第6話 慎重に準備してショートステイ そして投・開票日
ここまでお読みいただいて、きっと「お母さんはどうなさっていたの?」という疑問を抱かれたと思います。ですから、この項は、女性が直面しやすい「家庭の事情」から始めます。わたしは、認知症の症状が進んだ92 歳になる母の世話をしています。レベルで言えば「要介護4」です。
母は恋愛結婚でした。「女も自立しておくべき」という考え方を持っていて、わたしもその教えを守ってきたので、「地盤」の維持について詳しく知ってからはいよいよ「母とともにある選挙運動」という気持ちが強くなりました。
ですが、準備の最終段階から選挙運動期間中は、しばしばショートステイを利用してもらいました。告示日を挟んだ2週間程度はどうしても長期の宿泊が避けられず、よそで生活するのは大変な負担になります。そこで、ケアマネさん(介護支援専門員)と相談して、投・開票日の半年前から週末、ショートステイの施設で寝泊まりし慣れてもらいました。

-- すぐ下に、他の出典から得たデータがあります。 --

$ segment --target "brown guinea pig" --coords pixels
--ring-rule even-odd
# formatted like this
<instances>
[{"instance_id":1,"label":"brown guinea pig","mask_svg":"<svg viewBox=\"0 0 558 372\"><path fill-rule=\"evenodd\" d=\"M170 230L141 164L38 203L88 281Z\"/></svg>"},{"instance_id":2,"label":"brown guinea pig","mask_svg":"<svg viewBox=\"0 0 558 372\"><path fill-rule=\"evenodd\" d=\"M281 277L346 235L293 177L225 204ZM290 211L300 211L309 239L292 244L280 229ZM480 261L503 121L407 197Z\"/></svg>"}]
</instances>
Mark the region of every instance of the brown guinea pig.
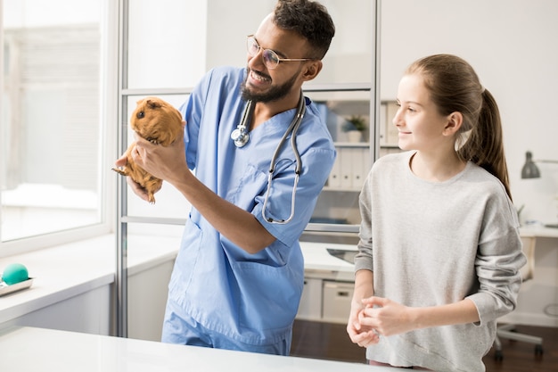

最初は月に1度、2023 年の2月からは、毎週末の金~日曜日にショートステイを利用し、平日の月~木曜日はデイサービスへ通いました。夜に会議を開くときは、定期巡回型サービスの随時サービスをお願いしました。
「介護者の安心」は「被介護者の安心」につながり、介護の質が上がることを意味するそうです。わたしの場合、高齢者介護課に在籍経験があり、介護保険の知識も少しあったことが幸いしたのは間違いありません。周囲に、施設への入所を勧められましたが、「わたしの都合」で入所させることに抵抗があり、頑張れるところまでやってみようと決めていました。
近所や事務所に出入りする方たちの温かい配慮にも助けられて、母に目立った変化はなく、投・開票日を迎えました。
立候補者は、定数16 に対して20 人でした。内訳は現職14 人、新人が5人(女性2人)、元職1人。投票率は57.95%(前回は61.01%)で、約3%下がっていました。開票会場には、後援会の世話人が1人向かいました。ネット中継がない時代は、会場に書き込まれた数字を電話で事務所に知らせる方法でしたが、いまは嘉麻市でも市役所のHP(ホームページ)に開票速報がアップされ、それを携帯電話で確認できる時代です。さらに旧山田市域はケーブルテレビで開票速報が流れます。
わたしは自宅で後援会長、高校時代の同級生のみなさんとHPで開票状況を見守りました。1回目の速報は午後10 時でしたが、票は出ていませんでした。11 時の3回目の速報で、わたしだけ700 票、他の候補者は200 ~ 600 票。開票会場の仲間から「票の束が多い」と連絡が入り、4回目の11 時30 分(開票率97.6%)で1,966 票、当選確実となりました。
待機場所になっていた隣家から歓声が上がり、携帯電話で「早くおいでよ」と連絡が入りました。24 日午前0時5分結了。
最終得票数は、1,973 票でした。次の候補者は、1,262 票。現職議員は一様に前回と比較して票を減らしていました。最低ラインは583 票、次点は512 票でした。
わたしは「票をいただき過ぎたのでは?」という気持ちに襲われたので、「期待にどう応えていくかを考えなければ」とすぐ気持ちを切り替え、「ばんざい」の輪に加わりました。こうして長かったような、アッという間だったような選挙運動期間が終わりました。